Four stocks weakened the NASD Over-the-Counter (OTC) Securities Exchange by 0.46 per cent on Friday, May 9, bringing down the market capitalisation by N9.02 billion to N1.935 trillion from N1.944 trillion quoted at the preceding session, as the NASD Unlisted Security Index (NSI) dropped 15.42 points to settle at 3,304.74 points, in contrast to the 3,320.16 points recorded a day earlier.
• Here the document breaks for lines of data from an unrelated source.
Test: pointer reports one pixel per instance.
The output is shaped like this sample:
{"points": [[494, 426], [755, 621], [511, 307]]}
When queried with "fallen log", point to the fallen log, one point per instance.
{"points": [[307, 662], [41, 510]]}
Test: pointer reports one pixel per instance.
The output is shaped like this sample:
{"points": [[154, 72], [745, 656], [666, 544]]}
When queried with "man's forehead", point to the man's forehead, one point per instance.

Central Securities Clearing Systems (CSCS) went down by N1.28 during the trading session to finish at N22.60 per share versus Thursday’s value of N23.88 per share, FrieslandCampina Wamco Nigeria Plc lost N1.00 to close at N40.03 per unit compared with previous closing value of N41.03 per unit, Geo-Fluids Plc depreciated by 11 Kobo to end at N1.81 per share versus the previous session’s N1.92 per share, and UBN Property Plc shrank by 4 Kobo to trade at N1.96 per unit, in contrast to the N2.00 per unit it was sold in the preceding day.

However, the price of Impresit Bakolori Plc went up by 11 Kobo yesterday to close at N1.27 per share versus the previous day’s price of N1.16 per share.

The volume of transactions went down on Friday by 33.1 per cent to 231.6 million units from the 346.3 million units recorded a day earlier, the value of trades decreased by 31.3 per cent to N606.4 million from N882.8  million, while the number of deals increased by 256.3 per cent to 57 deals from 16 deals.

At the close of trading activities, Impresit Bakolori Plc remained the most active stock by volume (year-to-date) with 533.9 million units worth N520.9 million, followed by Geo-Fluids Plc with 265.8 million units valued at N469.5 million, and Okitipupa Plc with 153.6 million units sold for N4.9 billion.

Similarly, Okitipupa Plc was the most traded stock by value (year-to-date) with 153.6 million units worth N4.9 billion, trailed by FrieslandCampina Wamco Nigeria Plc with 19.9 million units valued at N765.5 million, and Impresit Bakolori Plc with 533.9 million units sold for N520.9 million.